Alanna is happy to finally be able to give. Her mother is often awed by her daughter’s composure and compassion.

“We visited a girl in the hospital. The surgeon had been trying to get her to sit up for three days but, when they (the volunteers) came in with polish, she sat up because she wanted to see the colors,” said Ragland. “The mom pulled me outside, crying.”

Sometimes Alanna gets special requests for private polishing sessions, something Polished Girlz doesn’t require other volunteers do. Ragland recalls a little girl named Anna who, at 10, was suffering with congestive heart failure. Ragland explained the situation to Alanna and let her make the decision to go. Alanna insisted.

As it turns out, they polished Anna and her sister.

“Anna came down with oxygen on and didn’t feel well. Alanna took an hour drawing designing, polishing and putting on stickers,” said Ragland, who polished the sister and also held their mother while she cried in the kitchen.

“She couldn’t believe the time Alanna took with her daughter,” said Ragland. “When she got finished with Anna, she left her with one of the bracelets she had made. Her sister said she wanted one too. She wanted one just like Anna. We made the bracelet that weekend and left it in the mailbox that Monday. Her mother emailed us less than a week later and said, ‘I want you to know shortly after you left,  Anna went into the hospital and she passed with her bracelet on and her nails done.’”

“But it really is amazing (Alanna) doesn’t have that fear of working with these children,” said Ragland.  “She seems to have a sense of peace knowing that they are okay and not suffering.”

To start Polished Girlz, Ragland used money from her salary as a nurse. Alanna’s father, a real estate developer, also works for Polished Girlz along with two other volunteers who handle customer service. Business is growing so fast that Ragland said, laughing, “Alanna is going to have to start paying people.”
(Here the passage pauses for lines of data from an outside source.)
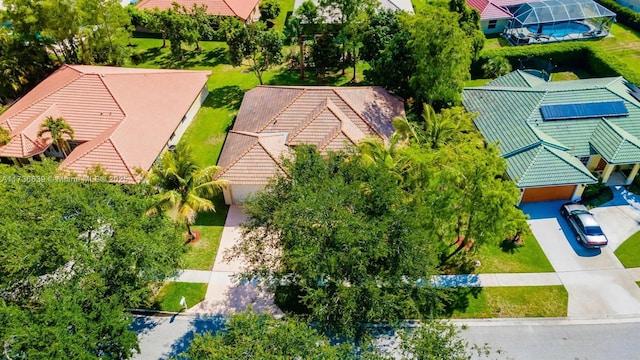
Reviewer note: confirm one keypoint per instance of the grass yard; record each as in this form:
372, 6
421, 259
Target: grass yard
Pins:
207, 133
629, 252
168, 298
526, 258
516, 302
624, 44
476, 82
Polished Girlz also has a board of directors and Alanna’s parents make sure she attends meetings and participates in running the organization. Volunteers pay a $55 registration fee and receive a pink Caboodles carrying case, a Polished Girlz T-shirt, nail polish and other supplies.

Right now, Alanna and her volunteers regularly polish the nails of close to 1,000 kids. But after Alanna’s latest TV appearance the group picked up 100 new volunteers to add to the 125 it had after and Ragland said, “I don’t know how many kids we will end up doing this year.”

The pre-teen shows up at walks for autism, visits several Ronald McDonald’s Houses around the country, paints nails for the Sickle Cell Foundation and a growing number of other clients. When she’s not volunteering, Alanna, who attends a performing arts school, is learning the latest nail polish technique, diving, playing the violin or hanging out with friends or her younger brother Jeffrey, a karate master. She has also started designing jewelry and a custom line of Polished Girlz nail polish.

“I want Polished Girlz to be worldwide,” said Alanna. “If you are in the hospital, you should still get polished. I think every girl should be able to get polished.”